Doona From Sweden, joined Feb 2005, 3787 posts, RR: 13
Reply 1, posted (5 years 3 months 2 weeks 3 days 18 hours ago) and read 2390 times:
Wouldn't surprise me that the other people who appeared in the video evidence would edit their stories in order to clear the name of royalty, if that is the case. I took a gander at the video, from what I could see he doesn't appear to be drugged at all. But, I suppose the court ruling should be respected (oh well).
Still, he doesn't seem like a very pleasant person to be around, or to do business with, in this case.
I got to write a little piece on Sheikh Issa when I was an intern at a paper here last fall. I was putting together a spread of pictures and short texts on the children of various dictators and how the apple doesn't always fall very far from the tree. Sheikh Issa was featured, as he's the son of the former regent (with a less than flattering photo, I might add. Google him and you'll find it...).
Another one of the more colorful ones: Gulnara Karimova, daughter of the president of Uzbekistan. Both a successful pop-star and telecom tycoon, she is reported to have used masked gunmen to liquidate competitors, as well as confiscating and Coca Cola bottling plant owned by her ex-husband. How's that for child support (for kids which she illegally took with her from the US after her divorce)?. And yeah, there's an Interpol warrant for her arrest because of it.
These goofy kids...
Sure, we're concerned for our lives. Just not as concerned as saving 9 bucks on a roundtrip to Ft. Myers.
keesje From , joined Dec 1969, posts, RR:
Reply 2, posted (5 years 3 months 2 weeks 3 days 8 hours ago) and read 2334 times:
Quoting Doona (Reply 1): Still, he doesn't seem like a very pleasant person to be around, or to do business with, in this case.
U.S. State Department official questions acquittal of UAE royal sheikh in torture trial
January 11, 2010 -- A senior U.S. State Department official said today the acquittal of a member of the United Arab Emirates royal family on torture charges was "not credible" as human rights groups denounced the outcome as a "joke." The State Department official spoke on condition of anonymity due to diplomatic sensitivities. In the official State Department briefing, spokesperson P.J. Crowley said "there are still questions that have been raised by this case." He said the U.S. wanted a "careful review of the judge's decision."
The co-chairman of the House Human Rights Commission Rep.
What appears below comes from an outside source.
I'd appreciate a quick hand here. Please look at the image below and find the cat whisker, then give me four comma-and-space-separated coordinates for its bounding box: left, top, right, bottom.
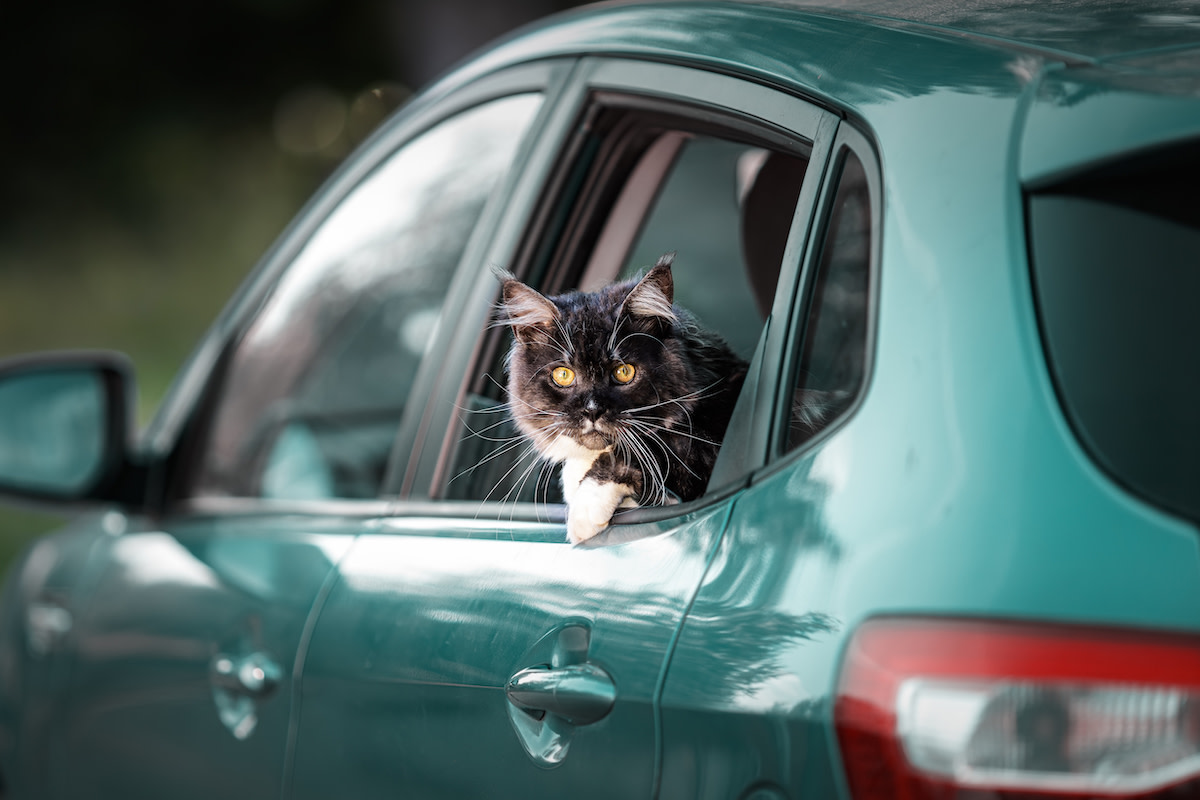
632, 420, 721, 447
James McGovern (Democrat-MA) told ABC News the verdict "would be a joke if the crime wasn't so terrible." He described the outcome as the United Arab Emirates justice system "thumbing its nose" at the rest of the world.
There are supposed to another 25 videos of such torture attack by the prince.
JCS17 From United States of America, joined Jun 2001, 8065 posts, RR: 37
Reply 4, posted (5 years 3 months 2 weeks 2 days 5 hours ago) and read 2174 times:
Did you really expect he would be convicted?
Rich Gulf Arabs can kill several Pakistani laborers through poor labor practices, work a Filipino woman to death, and smile all in one sentence. It doesn't matter whether that Pakistani is a Muslim, it matters that the rich Arab has the money and the government on their side. According to those governments they are his unofficial property. It is really the grotesque underbelly from Jeddah to Dubai to Sana'a to Kuwait.